Lisa Community Team at Wrike Wrike Product Manager Become a Wrike expert with Wrike Discover
Lisa Wrike Team member Become a Wrike expert with Wrike Discover
Iole Whiteford not sure if the support team has helped you find a solution for this yet, but if you need an interim solution we go through a very similar process of projecting out work for the coming year for many of our clients. We have set up a separate space that is dedicated to projected work with a dedicated workflow. The workflow statuses are percentage ranges representing the likelihood of the work landing or starting. All of these tasks are assigned to department-specific collaborator accounts so that they do not impact a specific staff member's availability, but can still be represented in a workload chart to measure against the department's overall availability. As the scope becomes more defined we increase the percentage/status. Department directors then begin re-assigning the tasks to staff members when that status is above 90%.
For AOR accounts, our PMs will go through the previous fiscal year's deliverables with our Account Strategists to identify work that is repeatable, and will duplicate that directly into the new space for the upcoming year. Effort for these tasks is assessed against actual time spent to make sure appropriate time is held.
For project-based work unrelated to retainers, we'll utilize blueprints built to represent the most common path of projects we execute for clients e.g. website builds, marketing campaigns, brand development, etc. These blueprints include average hours required to execute these projects to ensure they are impacting capacity on the workload charts appropriately. As we get closer to landing the work or starting, we adjust tasks to more accurately represent the developing scope.
Account Strategists, Project Managers and New Business meet at least once a month to assess the accuracy of these projections and to identify any work that is ready to be transitioned to a Space that contains all work for the related client.
Jake Yohn thank you so much for the thoughtful reply!! This definitely does help. I especially like the likelihood percentage! Question - how do you account for (if you do at all) reconciling "actual effort" against "placeholder effort". In other words, I've got 300 hours let's say for a specific job role "ear marked" through out the year for a certain role. However, I will "dip" into this bucket of hours to create actual tasks. Do you do a similar thing and then reconcile actual assigned effort vs the bucket of retainer hours? If so, is that as manual as it sounds? lol Thank you so much!
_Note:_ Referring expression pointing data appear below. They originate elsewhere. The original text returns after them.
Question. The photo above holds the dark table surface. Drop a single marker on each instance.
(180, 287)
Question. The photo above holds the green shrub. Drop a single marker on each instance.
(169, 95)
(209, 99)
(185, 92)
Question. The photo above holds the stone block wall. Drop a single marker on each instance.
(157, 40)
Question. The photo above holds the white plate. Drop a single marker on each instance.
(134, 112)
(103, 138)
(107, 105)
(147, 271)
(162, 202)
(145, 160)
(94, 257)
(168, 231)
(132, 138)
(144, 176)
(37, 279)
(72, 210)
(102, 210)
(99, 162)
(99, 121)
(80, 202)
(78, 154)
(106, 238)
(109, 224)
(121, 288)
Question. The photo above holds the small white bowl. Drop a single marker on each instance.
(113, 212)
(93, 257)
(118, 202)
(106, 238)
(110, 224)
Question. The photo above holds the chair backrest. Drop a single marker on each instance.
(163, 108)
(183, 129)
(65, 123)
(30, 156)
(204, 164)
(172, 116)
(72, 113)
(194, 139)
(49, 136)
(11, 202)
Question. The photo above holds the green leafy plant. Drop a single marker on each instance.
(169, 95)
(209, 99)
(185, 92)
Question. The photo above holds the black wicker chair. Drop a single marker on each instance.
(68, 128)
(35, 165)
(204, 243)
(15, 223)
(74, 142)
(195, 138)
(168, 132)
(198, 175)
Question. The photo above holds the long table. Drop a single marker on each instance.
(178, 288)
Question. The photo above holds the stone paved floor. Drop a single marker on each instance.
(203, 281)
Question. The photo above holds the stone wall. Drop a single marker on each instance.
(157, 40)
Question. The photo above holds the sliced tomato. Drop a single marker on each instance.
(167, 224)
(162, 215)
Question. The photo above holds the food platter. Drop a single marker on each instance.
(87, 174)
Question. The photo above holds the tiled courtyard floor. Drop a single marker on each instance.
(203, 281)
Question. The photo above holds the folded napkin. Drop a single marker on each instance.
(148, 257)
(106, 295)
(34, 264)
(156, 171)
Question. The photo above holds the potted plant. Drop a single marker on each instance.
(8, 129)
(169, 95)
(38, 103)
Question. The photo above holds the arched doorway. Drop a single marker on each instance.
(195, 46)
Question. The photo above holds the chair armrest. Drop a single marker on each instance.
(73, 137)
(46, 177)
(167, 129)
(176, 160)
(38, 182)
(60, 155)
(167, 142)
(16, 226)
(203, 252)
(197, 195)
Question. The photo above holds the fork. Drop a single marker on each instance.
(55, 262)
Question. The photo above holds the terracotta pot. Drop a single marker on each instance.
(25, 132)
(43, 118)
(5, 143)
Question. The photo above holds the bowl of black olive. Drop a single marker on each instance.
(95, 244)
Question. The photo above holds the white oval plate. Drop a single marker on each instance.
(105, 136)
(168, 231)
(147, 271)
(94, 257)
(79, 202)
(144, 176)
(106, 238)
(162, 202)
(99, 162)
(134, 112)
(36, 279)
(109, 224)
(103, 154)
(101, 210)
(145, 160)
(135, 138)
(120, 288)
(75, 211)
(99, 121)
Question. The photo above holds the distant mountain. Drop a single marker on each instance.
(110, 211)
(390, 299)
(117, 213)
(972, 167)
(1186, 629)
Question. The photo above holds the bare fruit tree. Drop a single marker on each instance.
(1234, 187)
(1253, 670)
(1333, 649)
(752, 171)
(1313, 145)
Iole Whiteford We currently do not have a generalized bucket for AOR or other earmarked hours per department/account in our workflow, but when we did it was very similar to the process you described. However, when we did, bookings were broken into monthly periods. That way, you're managing 25 hours per month, as opposed to 300 a year (based on your example). And when we 'dipped' into the bucket, it would not reduce the daily allocated hours over an entire year, but contain it to that particular month/months depending on how long that project or task was.
We utilized Wrike's booking feature in that workflow. Since moving on from that we decided to replace bookings with actual tasks/folders/projects as that is more directly translatable to assignable work.
Part of our New Business and AS/PM workflow goals over the past two+ years has been attempting to develop an SOP that reliably demystifies those large portions of placeholder hours based on repeatable work YoY, proactive conversations with our clients regarding annual goals, etc. This is totally use-case specific and wouldn't really be helpful in a more support-oriented situation that needs to be more reactionary. Not sure if that's your case or not!